I would say, it work pretty great. We had a fantastic game  and awesome ~4h of gaming fun. Of cause, we had to work out things and it had been a bit since our last game, so we were a tiny bit rusty at first (plus the obligatory small talk along the game), but I think, the next game won't take so long and we already have set a date for it to happen.
The game mechanics help a lot. The rules are simple, yet elegant and the D20 cares for some really suprising events.

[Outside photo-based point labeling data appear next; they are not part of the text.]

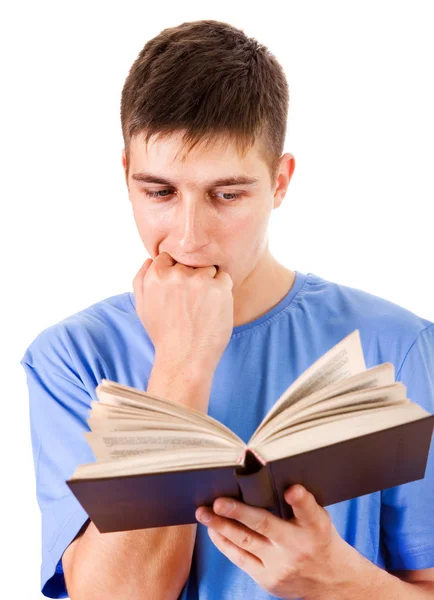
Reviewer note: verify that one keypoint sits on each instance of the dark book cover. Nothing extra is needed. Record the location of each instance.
(333, 473)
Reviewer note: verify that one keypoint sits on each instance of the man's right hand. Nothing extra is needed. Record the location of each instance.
(186, 311)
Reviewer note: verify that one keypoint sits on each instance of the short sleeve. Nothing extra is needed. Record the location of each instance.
(407, 511)
(58, 409)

The top down camera (my smartphone) plus my internet connection (1mbit upload max) swallowed quite some details of the board. One way to compensate for that was lots of talking. The other thing that helped was a set of pokerchips. As you can see on the pictures, the enemy models were placed on red chips, the treasure token were placed on grey (next time I will use green... way better to see). This way it was easier for my mate to spot the positions of the units on the screen. A bit like in a computer game, where units have those blinking circles around them. I will have some magnets under the units next time, so the pokerchips will stay in place and don't need to be moved seperatly, but that is just a cosmetic detail.
Another thing I found really usefull were some PostIt paper pieces (the ones with the sticky part on the back). I tore small pieces and wrote down the health points of the wounded monsters on them. Yes, you could have used dice aswell for this, but the sticky paper stuck to the heads or the poker chip made it quite easy to tell them apart (in a CC with several creatures plus you own heros aaand the one from your mate...  that can be tricky to have dice in there aswell...)

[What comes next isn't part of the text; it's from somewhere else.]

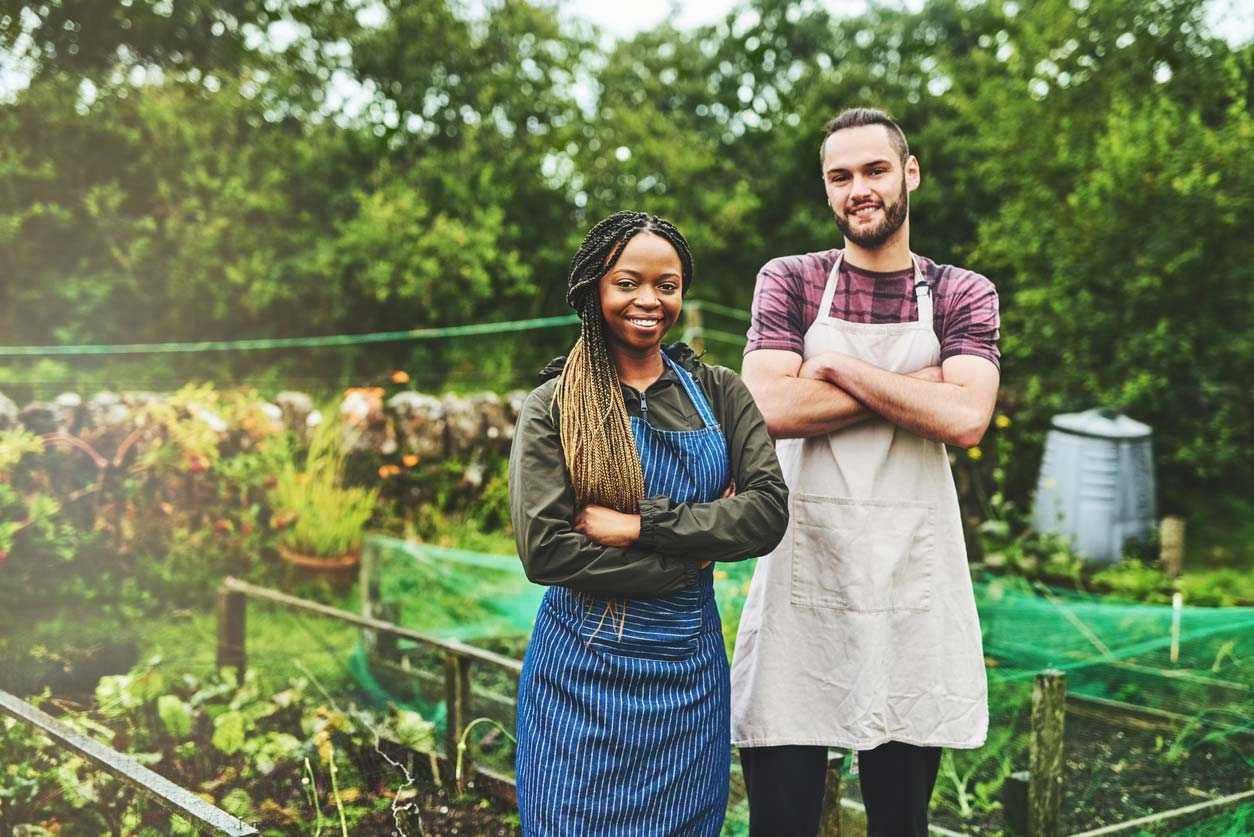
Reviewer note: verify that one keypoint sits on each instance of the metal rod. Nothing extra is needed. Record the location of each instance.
(168, 794)
(453, 646)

Another great thing that helped were quickly cut out templates. As the "Fog"-Spell is, next to the "Wall"-Spell, probably one of the most important spells in the game, you will need quite a few templates. Sitting next to a stack of paper with scissors close by made it pretty easy to quickly have enough templates for the whole board. Another pro of those white paper circles was, that they are easy to spot on the screen for the remote player.
Since my wife needed the IPad during our game for a while, we had to play with out it for a bit. It actually made things a bit easier, since the different windows on the remote players screen were fewer and there fore easier to see. After I got the IPad back, we dubbed for a different solution: In situations where LOS needed to be checked or the top down camera could not clearly enough show the situation of a CC or when the "on the board"-view was just so cool, I didn't want my mate to miss it, I took a picture with the Pad and uploaded it in the skype chat. That helped a lot for the remote viewer to gain that tabletop feeling.

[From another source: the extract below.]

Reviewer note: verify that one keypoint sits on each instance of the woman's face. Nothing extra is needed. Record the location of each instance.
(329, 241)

The following pictures have been taken during the game for the explained purposes:






Conclusion

Of cause, it is not your typical hobby night out. Of cause, real tabletop is better. And I am pretty sure, the whole thing benefited greatly from the coop nature of the game, since there had been no conflicting interests ("I see you..." "No you don't!"...). But in times, where people have to take care of each other, what better thing could there be than to play together

As I have done on other platforms, I want to thank Joeseph A. McCullough (make sure you check his blog http://therenaissancetroll.blogspot.com/ ) for writing such an awesome set of rules and, in chase you have somehow missed it, making the Frostgrave rules and the first scenarios of Perilious Dark free downloadable (again, check his blog to see how).
So there is now no excuse for not grabbing your mobile devices, your wizard and some monsters and set of together into the darkness.

Stay home, stay save and don't let a random virus stop you from gaming together!